Maged Roland, a blogger who wrote in both Arabic and English and identified himself as a part-time mechanic employed in the tourism industry, wrote that he believed the military leadership was deliberately provoking fears of a security vacuum and economic breakdown to make the public feel they need them.

This fall, when Ramadan arrives, those suffering from high food prices are likely to revolt again, he said. 

A Revolution Online, and Perhaps In The Streets

Though hundreds took to the Internet to criticise the Council, some activists wondered how much of the Egyptian public held the same opinions.

"Sadly, I don't think it is that widespread," Mikhail said. From taxi drivers to her upper class colleagues, most tell her that the armed forces are the only power Egypt has left, and that without them, the country will become like Iraq and fall into anarchy.

Bassiouny agreed, but said the situation had been similar before the revolution.
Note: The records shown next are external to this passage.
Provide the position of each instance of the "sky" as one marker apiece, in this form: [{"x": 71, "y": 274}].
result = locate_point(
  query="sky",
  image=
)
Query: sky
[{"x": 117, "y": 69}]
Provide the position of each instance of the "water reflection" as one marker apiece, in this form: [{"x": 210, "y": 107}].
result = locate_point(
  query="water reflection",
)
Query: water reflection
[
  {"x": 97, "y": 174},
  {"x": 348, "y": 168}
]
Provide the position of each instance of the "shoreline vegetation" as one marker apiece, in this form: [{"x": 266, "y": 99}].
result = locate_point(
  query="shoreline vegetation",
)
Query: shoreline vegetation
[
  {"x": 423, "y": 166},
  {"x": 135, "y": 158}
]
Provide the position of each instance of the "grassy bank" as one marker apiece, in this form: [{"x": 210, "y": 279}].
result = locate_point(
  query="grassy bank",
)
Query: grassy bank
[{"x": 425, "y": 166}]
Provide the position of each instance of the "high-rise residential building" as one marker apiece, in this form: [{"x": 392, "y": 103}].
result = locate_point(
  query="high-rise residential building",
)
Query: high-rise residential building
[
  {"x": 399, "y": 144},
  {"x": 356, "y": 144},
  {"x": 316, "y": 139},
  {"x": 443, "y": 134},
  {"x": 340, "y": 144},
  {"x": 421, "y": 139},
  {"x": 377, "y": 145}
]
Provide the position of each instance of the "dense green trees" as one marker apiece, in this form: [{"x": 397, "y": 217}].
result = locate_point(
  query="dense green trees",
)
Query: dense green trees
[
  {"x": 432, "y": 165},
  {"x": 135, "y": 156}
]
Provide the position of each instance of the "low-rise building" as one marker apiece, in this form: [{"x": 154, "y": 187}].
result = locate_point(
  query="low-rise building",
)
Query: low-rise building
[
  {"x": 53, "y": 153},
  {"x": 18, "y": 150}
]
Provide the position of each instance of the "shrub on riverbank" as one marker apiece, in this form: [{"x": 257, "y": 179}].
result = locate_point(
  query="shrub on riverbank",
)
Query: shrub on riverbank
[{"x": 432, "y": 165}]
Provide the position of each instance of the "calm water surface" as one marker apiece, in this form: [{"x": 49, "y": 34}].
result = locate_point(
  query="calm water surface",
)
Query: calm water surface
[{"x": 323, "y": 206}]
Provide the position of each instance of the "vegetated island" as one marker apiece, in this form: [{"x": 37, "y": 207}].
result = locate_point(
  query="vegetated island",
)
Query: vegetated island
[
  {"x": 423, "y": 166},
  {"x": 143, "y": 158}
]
"We're back to being a small base of educated aspiring Egyptians who want to create real change, and the rest just want to get along with their lives," he said.

He anticipated that the turnout on Friday would be similar to those who protested on January 25, the first day of Egypt's uprising, but that the military and remnants of Mubarak's regime would send people to make trouble.

Bassiouny said he did not think the new wave of protests would reach "critical mass," as happened during the revolution. The media does not back the anti-military movement, he said, and the army is "a much more dangerous animal than the police ever was".

"When the [Central Security Forces] used to attack, we could stand up and fight them," he said. "But then what do you do against military soldiers? You run."